- Hangul: 대구약령시축제
- Hanja: 大邱藥令市祝祭
- Revised Romanization: Daegu Yangnyeongsi Chukje
- McCune–Reischauer: Taegu Yangnyŏngsi Ch'ukche

= Daegu Yangnyeongsi Festival =

Eastern medicine festival in South Korea

Daegu Yangnyeongsi Festival is a festival of Daegu, South Korea.

The festival is held every May. The main events include a medicinal herb party, cutting medicinal herbs contest and a free medical check-up by oriental medicine.

== History ==
Daegu Namseong-ro, which has been called 'Yakjeon-golmok' since the old days, has some 180 oriental medicinal business, including oriental medical clinics and oriental medicine shops, and it is the Yangryeongsi, Daegu's representative cultural heritage. Daegu Yangryeongsi, which has been held annually since 1658, was a festival where oriental medicine workers and residents from all over the country worked together to buy, sell, and convey the hearts of the people and culture. As the opening date of Yangryeongsi drew near, the city was busy preparing to welcome guests from all over the country.
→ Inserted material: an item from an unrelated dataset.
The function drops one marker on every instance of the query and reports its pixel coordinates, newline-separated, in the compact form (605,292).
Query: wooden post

On the opening day, a large arch shaped gate was built in the east and west of Yeongnyeongsi, creating a festive mood, and commodities stores were also crowded along with the trading of medicinal herbs. Except for some time during the Japanese Colonial Period Yangnyeongsi Festival has continuously held in. As such, the opening event of Yangryeongsi was modernized in the form of a festival, and it has come to the present since 1978.